I hope nothing like that happens. Gunna see a handful of people sitting on the same beacon

1 Like

Great to see it released. It is an awesome tool!

Already saved me a lot of time searching for items I need. Especially when my favorite shops are sold out again.
Will be also really helpful once I am ready for my own shop.

5 Likes

Virus scan is a good step. But it is a 3rd party .exe that has no source available, anything is possible in theory. A virus scan wouldn’t pick up the client reading some sensitive data and sending it somewhere. The data it sends to the server is sha256 encrypted so we have no idea what’s actually in there. I understand that this is an abuse precaution, but I also took a peek with a decompiler and it decompiles with obfuscated function and variable names, regardless I still found the hash generation in a few minutes. If I have time and interest I might extract the hash(es) and take a look at the data, a few hoops to jump through but it can be done.
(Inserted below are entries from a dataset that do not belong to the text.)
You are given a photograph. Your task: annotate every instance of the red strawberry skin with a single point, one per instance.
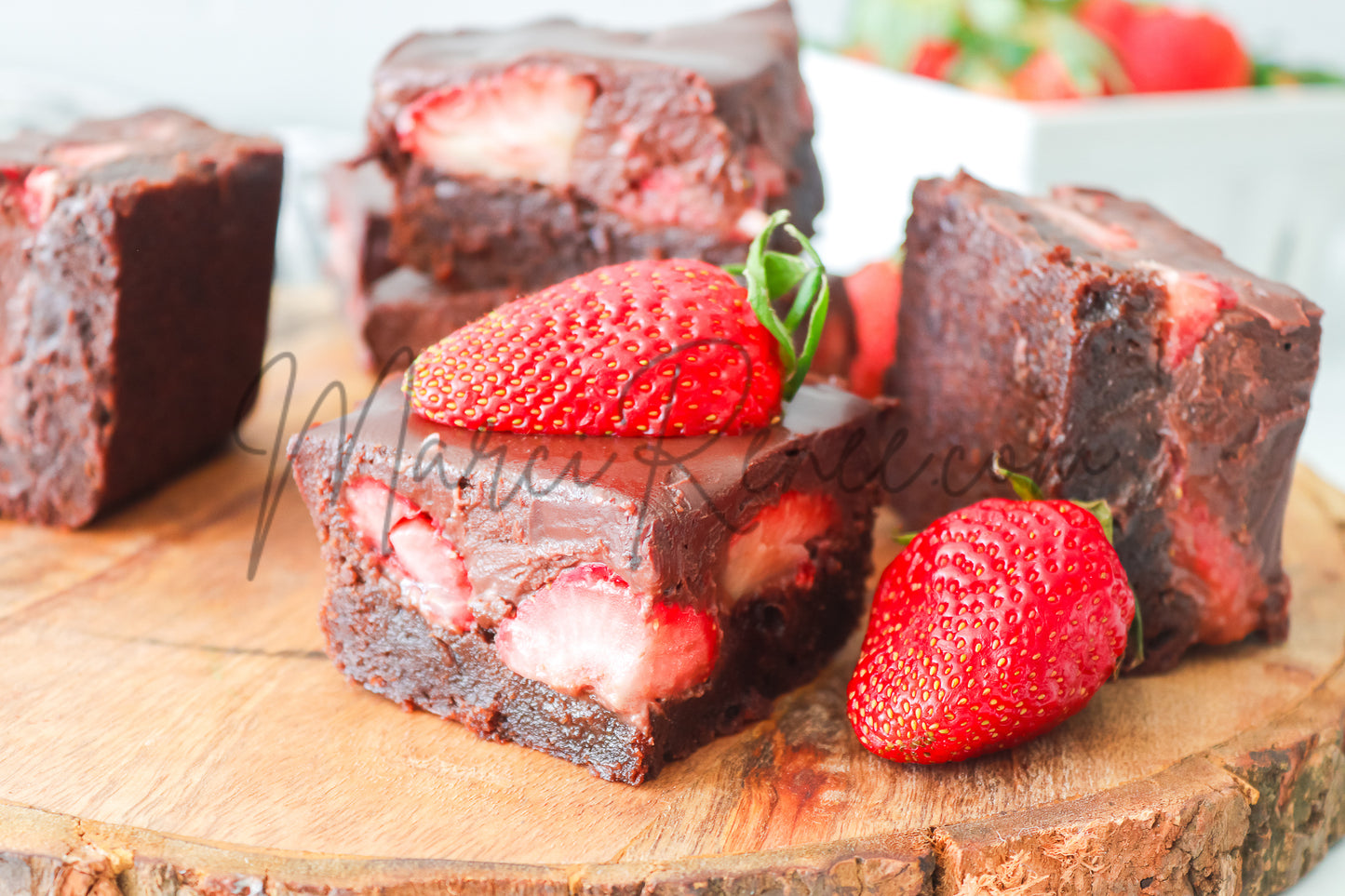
(1163, 50)
(639, 349)
(997, 623)
(874, 292)
(933, 58)
(1042, 78)
(522, 123)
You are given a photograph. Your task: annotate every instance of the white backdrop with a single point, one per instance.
(266, 63)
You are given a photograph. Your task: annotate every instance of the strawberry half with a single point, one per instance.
(589, 633)
(667, 347)
(993, 626)
(522, 123)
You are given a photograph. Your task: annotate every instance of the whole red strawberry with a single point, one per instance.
(668, 347)
(993, 626)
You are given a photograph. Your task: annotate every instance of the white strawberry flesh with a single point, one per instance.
(589, 633)
(1110, 237)
(35, 193)
(429, 569)
(436, 582)
(1194, 301)
(518, 124)
(775, 546)
(366, 509)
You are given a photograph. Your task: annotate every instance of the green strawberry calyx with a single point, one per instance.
(1028, 490)
(773, 274)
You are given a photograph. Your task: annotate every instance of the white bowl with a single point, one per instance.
(1258, 171)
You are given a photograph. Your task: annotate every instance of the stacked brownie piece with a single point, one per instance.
(508, 160)
(1112, 354)
(135, 276)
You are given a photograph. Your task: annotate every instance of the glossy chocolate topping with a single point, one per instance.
(659, 513)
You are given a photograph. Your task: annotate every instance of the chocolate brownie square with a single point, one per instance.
(528, 155)
(613, 602)
(1111, 354)
(135, 264)
(359, 201)
(408, 311)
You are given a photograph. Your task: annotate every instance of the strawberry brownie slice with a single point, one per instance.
(607, 521)
(1111, 354)
(135, 277)
(528, 155)
(610, 600)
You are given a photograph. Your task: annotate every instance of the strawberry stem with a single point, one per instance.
(773, 274)
(1022, 486)
(1028, 490)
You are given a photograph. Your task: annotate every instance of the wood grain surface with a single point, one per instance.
(171, 726)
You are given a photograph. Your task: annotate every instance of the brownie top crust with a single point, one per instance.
(697, 127)
(734, 48)
(656, 512)
(153, 147)
(1126, 235)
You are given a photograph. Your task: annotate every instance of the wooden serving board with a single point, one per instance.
(171, 727)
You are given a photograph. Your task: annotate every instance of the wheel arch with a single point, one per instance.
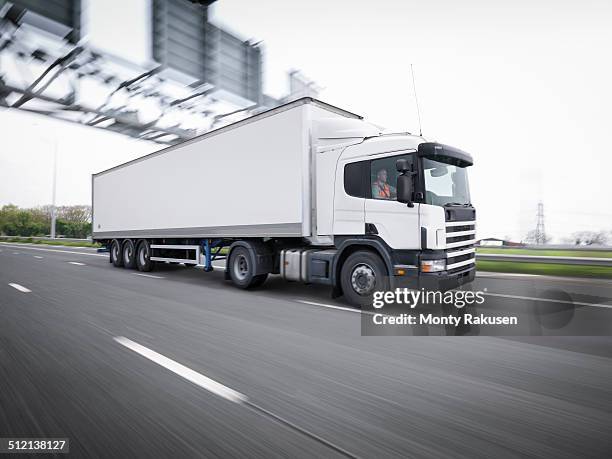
(262, 257)
(352, 245)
You can also already mess with the data by burying a shop stand or a request basket and it picks them up and it appears on the site.

I’m not saying it is malicious and I sincerely hope it isn’t, based on @Simoyd’s previous work it should be ok. Just in general you shouldn’t run a random exe you downloaded from the internet, they could be nasty even if they pass a virus check.

Waiting for something similar to be done in-game by the boundless devs so the data is more complete and up to date. A shop-stand api could work too :thinking:

edit: Wait the data can’t be in sha256 can it? I’ll take a better look tomorrow…
edit2: Yeah I figured it out, although I won’t fix anything above as to not make it easier for someone else

4 Likes

you’ll be able to figure it out if you keep trying. but I’m not sending anything bad don’t worry =D

1 Like

I give you credit for setting this up but is the code release on GitHub or something for community review?

1 Like

Currently it is not, because of the potential for abuse. I know it’s not ideal, sorry.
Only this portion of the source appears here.